Thanks sarah i love having variety in colors as you can see and if i could i would have every color but thats impossible! LOL


----------



## xoxsarahxox (Dec 13, 2010)

yea i love your variety in colour and i know what you mean i would love one in every mutation too! but im only allowed 2 tiels as long as im living with the parents but im hoping to have a larger variety of birds when im older. Its terrible i go into a pet store and i swear every tiel in the cage im like " ohhh i want that one"! haha have to practically drag myself away from them!


----------



## lperry82 (Aug 2, 2010)

Lol they are so adorable


----------



## crazy4tiels88 (Aug 10, 2008)

Thanks so much


----------



## MeanneyFids (Aug 24, 2010)

theyre all so pretty  i love them all... but have to say, Graystar is my favourite  shes just like my Dally


----------



## crazy4tiels88 (Aug 10, 2008)

Yea She Is Alot Like Dally Does The Same Things Like Stealing food, and holding stuff with her feet!


----------



## MeanneyFids (Aug 24, 2010)

they even look almost the same!


----------



## pknight1120 (Feb 9, 2011)

Oooooh send me Ivory! I just love-love-love Ivory. 

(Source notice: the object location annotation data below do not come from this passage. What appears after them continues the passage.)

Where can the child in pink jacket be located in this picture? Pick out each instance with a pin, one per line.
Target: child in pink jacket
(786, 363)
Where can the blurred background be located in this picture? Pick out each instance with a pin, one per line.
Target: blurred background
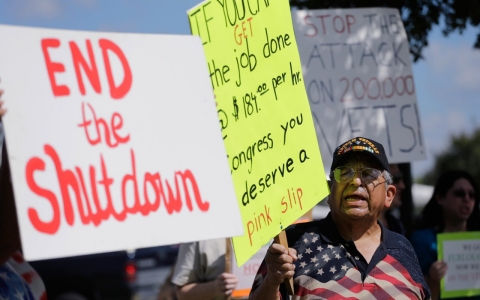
(446, 68)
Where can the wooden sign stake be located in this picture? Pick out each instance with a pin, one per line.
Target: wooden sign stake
(281, 239)
(228, 260)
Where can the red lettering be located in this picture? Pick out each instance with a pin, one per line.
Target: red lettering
(203, 206)
(74, 181)
(65, 179)
(250, 230)
(116, 124)
(154, 181)
(284, 204)
(106, 182)
(54, 67)
(116, 92)
(36, 164)
(91, 72)
(133, 178)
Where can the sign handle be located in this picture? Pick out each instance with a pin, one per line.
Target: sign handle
(281, 239)
(228, 260)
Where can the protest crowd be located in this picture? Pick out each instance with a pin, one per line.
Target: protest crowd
(363, 249)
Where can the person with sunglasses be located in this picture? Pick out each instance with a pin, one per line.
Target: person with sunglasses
(349, 254)
(453, 207)
(389, 220)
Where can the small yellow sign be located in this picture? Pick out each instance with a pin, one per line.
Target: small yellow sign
(264, 114)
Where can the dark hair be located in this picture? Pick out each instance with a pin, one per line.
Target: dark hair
(432, 214)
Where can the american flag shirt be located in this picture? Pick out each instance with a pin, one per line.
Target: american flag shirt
(329, 267)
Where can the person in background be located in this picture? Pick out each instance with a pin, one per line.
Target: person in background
(349, 254)
(200, 271)
(18, 280)
(387, 218)
(453, 207)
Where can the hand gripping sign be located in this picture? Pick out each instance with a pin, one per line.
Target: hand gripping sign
(267, 127)
(113, 142)
(359, 79)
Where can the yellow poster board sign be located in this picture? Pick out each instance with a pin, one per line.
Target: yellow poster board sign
(264, 114)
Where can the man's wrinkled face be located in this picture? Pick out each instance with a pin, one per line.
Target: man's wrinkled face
(399, 185)
(356, 199)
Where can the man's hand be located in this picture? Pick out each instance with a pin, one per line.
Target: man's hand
(437, 270)
(225, 283)
(279, 262)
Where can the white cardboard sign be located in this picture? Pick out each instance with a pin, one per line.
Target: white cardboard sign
(359, 80)
(113, 141)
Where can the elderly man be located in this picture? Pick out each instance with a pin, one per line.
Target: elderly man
(349, 254)
(386, 217)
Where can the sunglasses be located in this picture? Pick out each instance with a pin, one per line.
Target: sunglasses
(463, 194)
(346, 174)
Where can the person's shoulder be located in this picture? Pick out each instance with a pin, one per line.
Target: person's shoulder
(396, 240)
(424, 232)
(296, 231)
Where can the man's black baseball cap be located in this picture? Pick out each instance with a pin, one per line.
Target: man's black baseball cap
(360, 145)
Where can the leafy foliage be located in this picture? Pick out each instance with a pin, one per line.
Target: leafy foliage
(419, 16)
(463, 153)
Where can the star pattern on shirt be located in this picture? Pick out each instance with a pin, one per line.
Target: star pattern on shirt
(321, 260)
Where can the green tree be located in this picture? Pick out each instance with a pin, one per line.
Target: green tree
(463, 153)
(419, 16)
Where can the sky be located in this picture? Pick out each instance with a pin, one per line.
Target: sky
(447, 81)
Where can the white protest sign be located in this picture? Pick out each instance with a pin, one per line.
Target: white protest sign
(113, 141)
(359, 80)
(461, 252)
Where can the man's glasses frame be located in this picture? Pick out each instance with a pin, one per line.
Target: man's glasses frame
(345, 174)
(462, 194)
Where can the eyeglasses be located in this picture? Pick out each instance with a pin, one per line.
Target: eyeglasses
(397, 177)
(462, 194)
(346, 174)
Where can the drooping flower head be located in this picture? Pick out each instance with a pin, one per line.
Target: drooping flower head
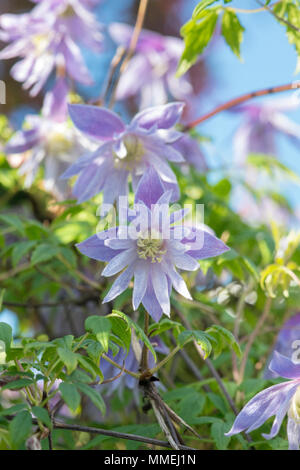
(151, 72)
(286, 340)
(48, 138)
(278, 400)
(153, 251)
(47, 39)
(127, 151)
(261, 126)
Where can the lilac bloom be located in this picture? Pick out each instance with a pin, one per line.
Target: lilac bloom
(47, 138)
(153, 255)
(262, 124)
(125, 150)
(46, 40)
(278, 400)
(131, 362)
(151, 72)
(288, 335)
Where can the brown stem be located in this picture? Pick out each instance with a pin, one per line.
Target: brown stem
(241, 99)
(133, 43)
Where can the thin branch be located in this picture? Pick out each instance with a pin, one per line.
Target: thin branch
(241, 99)
(133, 43)
(115, 434)
(253, 336)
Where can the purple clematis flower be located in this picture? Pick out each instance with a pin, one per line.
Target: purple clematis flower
(48, 138)
(278, 400)
(151, 71)
(131, 362)
(46, 39)
(262, 123)
(154, 253)
(127, 150)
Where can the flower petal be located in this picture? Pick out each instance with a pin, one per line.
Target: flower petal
(266, 401)
(140, 283)
(95, 248)
(96, 122)
(162, 117)
(119, 262)
(160, 286)
(120, 284)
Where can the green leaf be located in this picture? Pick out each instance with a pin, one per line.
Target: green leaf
(42, 415)
(139, 332)
(70, 395)
(2, 291)
(89, 366)
(20, 428)
(13, 221)
(101, 327)
(20, 250)
(197, 34)
(232, 31)
(223, 337)
(94, 396)
(5, 334)
(17, 384)
(44, 252)
(202, 6)
(69, 358)
(198, 336)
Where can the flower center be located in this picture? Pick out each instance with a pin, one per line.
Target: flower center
(133, 152)
(294, 411)
(151, 248)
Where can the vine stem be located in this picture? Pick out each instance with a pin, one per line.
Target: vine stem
(108, 359)
(241, 99)
(253, 336)
(165, 360)
(133, 43)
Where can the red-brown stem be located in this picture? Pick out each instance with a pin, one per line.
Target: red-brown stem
(241, 99)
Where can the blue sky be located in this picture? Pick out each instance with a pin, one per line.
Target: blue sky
(268, 60)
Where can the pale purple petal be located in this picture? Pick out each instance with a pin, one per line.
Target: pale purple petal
(284, 367)
(293, 431)
(270, 399)
(120, 284)
(140, 283)
(150, 188)
(160, 286)
(23, 141)
(119, 262)
(204, 245)
(162, 117)
(99, 123)
(95, 248)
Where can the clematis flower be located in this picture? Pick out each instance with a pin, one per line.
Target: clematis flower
(47, 39)
(131, 362)
(278, 400)
(288, 335)
(153, 255)
(151, 72)
(262, 124)
(126, 150)
(47, 138)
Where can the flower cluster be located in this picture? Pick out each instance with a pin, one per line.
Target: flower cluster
(46, 40)
(277, 400)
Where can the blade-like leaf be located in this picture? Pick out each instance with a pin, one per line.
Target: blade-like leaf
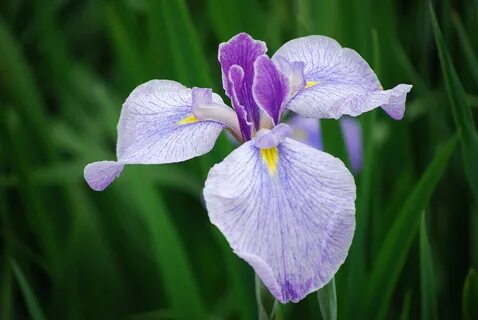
(328, 301)
(470, 55)
(427, 275)
(470, 296)
(180, 285)
(261, 293)
(407, 301)
(393, 252)
(31, 301)
(460, 108)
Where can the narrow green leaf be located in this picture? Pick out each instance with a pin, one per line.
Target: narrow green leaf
(328, 301)
(407, 66)
(357, 256)
(470, 296)
(189, 61)
(124, 46)
(407, 301)
(470, 55)
(427, 275)
(460, 108)
(261, 293)
(17, 76)
(180, 285)
(393, 252)
(31, 301)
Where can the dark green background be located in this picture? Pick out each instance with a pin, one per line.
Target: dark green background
(144, 249)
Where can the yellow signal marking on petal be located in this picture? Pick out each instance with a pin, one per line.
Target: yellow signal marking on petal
(189, 119)
(270, 157)
(310, 84)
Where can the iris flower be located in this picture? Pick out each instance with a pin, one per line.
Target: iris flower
(284, 207)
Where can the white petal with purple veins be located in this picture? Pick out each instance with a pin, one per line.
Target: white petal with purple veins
(157, 125)
(154, 126)
(289, 212)
(338, 81)
(100, 174)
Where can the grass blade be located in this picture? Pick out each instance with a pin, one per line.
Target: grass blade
(31, 301)
(393, 252)
(171, 257)
(460, 108)
(328, 301)
(470, 296)
(407, 301)
(427, 275)
(261, 291)
(470, 55)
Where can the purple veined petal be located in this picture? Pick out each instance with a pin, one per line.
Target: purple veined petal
(289, 211)
(241, 50)
(338, 81)
(294, 71)
(100, 174)
(306, 130)
(157, 125)
(270, 88)
(352, 133)
(236, 76)
(266, 138)
(204, 108)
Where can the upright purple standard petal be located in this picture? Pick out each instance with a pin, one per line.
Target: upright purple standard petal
(352, 134)
(338, 81)
(288, 211)
(157, 125)
(270, 88)
(241, 50)
(236, 79)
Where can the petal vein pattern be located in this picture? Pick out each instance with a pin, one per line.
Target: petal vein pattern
(338, 81)
(294, 228)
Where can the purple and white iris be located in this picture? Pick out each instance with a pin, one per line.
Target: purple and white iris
(286, 208)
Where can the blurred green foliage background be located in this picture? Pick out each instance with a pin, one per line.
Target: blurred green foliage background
(144, 248)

You are so brave to let Graystar sit on your laptop like that,lol How many times have you gotten poop in your keyboard, lol. 

You have a beautiful flock!!!


----------



## crazy4tiels88 (Aug 10, 2008)

Umm Ivory Is My Rare Blue Eyed Whiteface Lutino, Possibly Clear Pied! So No And Everybody Loves Her! Also Graystar Was Only On My Computer for a sec to get a picture cause man i would hate for her to poop on my computer as its brand new and she pooped on my moms and it was a pain in the but to clean


----------